From these general hypotheses, the project will generate specific predictions for particular archaeological cases and materials. These are, for instance, repositories of recently published archaeological findings for which we have an extended chronological sequence: a series of artefacts from different periods in time that is an expression of a continuous symbolic practice at the site. However, some case studies also involve data from field work conducted in the context of eSYMb and experimental studies with non-human primates.
The main force of the eSYMb approach is that more traditional archaeological observations are complemented by extensive cognitive measurements allowing to test concrete predictions with state-of-the-art statistical tools and computational methods from the cognitive sciences.
Similarly, the list contains references to more than 20 eSYMb papers presented at various international conferences, workshops and meetings.
Besides, we have organized one major workshop:
- “Understanding the Development of Symbolic Cognition through Rock Art: An Interdisciplinary Dialogue”, held at the new rock art center in Puente Viesgo (Cantabria, Spain). Apart from the PI, the workshop had contributions from Isobel Wisher (Aarhus University), Murillo Pagnotta (Aarhus University), Eduardo Palacio-Pérez (Gobierno de Cantabria), Riccardo Fusaroli (Aarhus University), Diego Garate (Universidad de Cantabria), Derek Hodgson (University of York), John Matthews (University of Portsmouth), Larissa Mendoza-Straffon (University of Bergen), Blanca Ochoa (Universidad Complutense de Madrid), Felix Riede (Aarhus University).
We also organized a seminar (which again goes beyond what was premeditated in the grant proposal):
- “Marks and Meanings: new perspectives on the evolution of human symbolic behavior”, as part of the 45th Annual Meeting of the Cognitive Science Association (CogSci 2023), which apart from the PI had contributions from Mathias Sablé-Meyer (UCL, UK), Judith Fan (Stanford University, US), and Michelle Langley (Griffith University, Australia).
With the hiring of postdoc 1, Izzy Wisher, another opportunity has arisen to broaden the interdisciplinary and methodological approaches of eSYMb. Dr. Wisher is trained in archaeology and has previously done fieldwork in the Cantabria area of North Spain, which contains some of the oldest cases of Palaeolithic cave art. Through her existing contacts, it was possible to gain access to caves in Monte Castillo, which are closed to the public. Two major eSYMb subprojects are now relying on the various kinds of documentations collected by Izzy during field work in the spring 2023.
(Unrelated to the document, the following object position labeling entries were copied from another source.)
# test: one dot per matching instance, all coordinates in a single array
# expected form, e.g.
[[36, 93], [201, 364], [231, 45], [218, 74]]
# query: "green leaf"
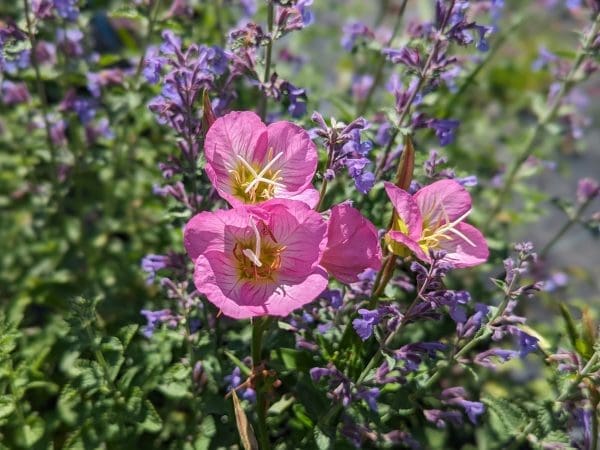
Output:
[[31, 431], [126, 333], [322, 440], [67, 404], [507, 418], [292, 359], [152, 422], [570, 324], [7, 406]]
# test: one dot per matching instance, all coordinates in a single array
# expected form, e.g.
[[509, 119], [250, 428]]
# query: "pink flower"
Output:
[[433, 219], [249, 162], [256, 261], [352, 244]]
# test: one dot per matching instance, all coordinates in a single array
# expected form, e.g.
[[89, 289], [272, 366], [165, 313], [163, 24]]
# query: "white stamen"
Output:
[[260, 176], [254, 256], [248, 166]]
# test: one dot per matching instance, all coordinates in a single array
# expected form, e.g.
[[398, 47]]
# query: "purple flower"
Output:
[[42, 9], [441, 418], [361, 86], [70, 41], [14, 93], [365, 324], [234, 380], [364, 182], [334, 297], [45, 52], [444, 129], [473, 409], [96, 81], [486, 359], [408, 56], [370, 396], [151, 264], [156, 318], [101, 129], [67, 9], [587, 189], [297, 98], [413, 354], [352, 32], [248, 7], [527, 344]]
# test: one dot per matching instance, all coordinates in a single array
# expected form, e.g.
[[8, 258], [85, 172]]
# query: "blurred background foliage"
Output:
[[83, 233]]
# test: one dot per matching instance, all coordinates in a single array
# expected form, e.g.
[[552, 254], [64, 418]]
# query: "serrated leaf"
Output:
[[126, 333], [31, 431], [67, 405], [245, 430], [152, 420], [7, 406], [322, 440], [507, 418]]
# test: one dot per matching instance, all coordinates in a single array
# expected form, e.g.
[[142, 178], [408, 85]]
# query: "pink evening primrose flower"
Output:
[[258, 260], [433, 219], [352, 244], [249, 162]]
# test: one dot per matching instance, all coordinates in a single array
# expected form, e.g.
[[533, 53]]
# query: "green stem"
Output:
[[41, 92], [258, 328], [566, 227], [529, 145], [498, 43], [381, 63], [482, 335], [263, 100], [423, 76], [565, 394], [151, 23], [323, 189]]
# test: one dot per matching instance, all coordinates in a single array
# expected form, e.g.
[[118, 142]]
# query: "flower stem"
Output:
[[482, 335], [41, 92], [151, 22], [381, 62], [529, 146], [423, 76], [498, 43], [561, 398], [263, 100], [323, 189], [566, 227], [259, 326]]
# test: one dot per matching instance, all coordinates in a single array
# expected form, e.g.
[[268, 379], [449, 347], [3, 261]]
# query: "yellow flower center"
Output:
[[258, 259], [253, 184], [432, 235]]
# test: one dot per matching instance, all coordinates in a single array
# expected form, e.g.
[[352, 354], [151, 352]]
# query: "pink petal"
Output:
[[413, 246], [462, 253], [310, 196], [443, 201], [293, 293], [352, 244], [214, 231], [407, 209], [299, 160], [236, 133], [303, 232], [216, 277]]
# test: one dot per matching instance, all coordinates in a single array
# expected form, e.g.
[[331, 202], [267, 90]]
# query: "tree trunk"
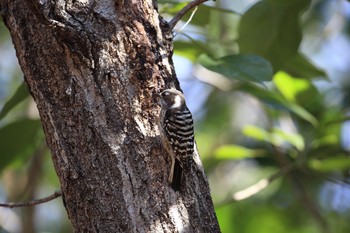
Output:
[[92, 68]]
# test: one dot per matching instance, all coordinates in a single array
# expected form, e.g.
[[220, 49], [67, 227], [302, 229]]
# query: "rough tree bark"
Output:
[[92, 68]]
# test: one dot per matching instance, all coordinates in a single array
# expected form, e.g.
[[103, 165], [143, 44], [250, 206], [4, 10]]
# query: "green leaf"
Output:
[[276, 137], [201, 16], [300, 91], [278, 101], [20, 95], [300, 66], [271, 29], [241, 67], [236, 152], [190, 50], [336, 163], [18, 140]]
Another new development is a collaboration between eSYMb and the NSF project “A Network Approach to Magdalenian Social Landscapes” hosted by University of North Carolina at Greensboro involving a group of archaeologists and computer scientists (PIs Deng, Egeland, Kim, and Schwendler). The purpose of the project is to take a social network analysis (SNA) approach to Magdalenian social organization by investigating a special kind of engraved and perforated disks which were abundant in post-glacial Europe some 18,000 to 12,000 years ago, and thought to mark aspects of cultural group identity. eSYMb is particularly involved in an experimental dimension of the project, which is planned for the fall 2024.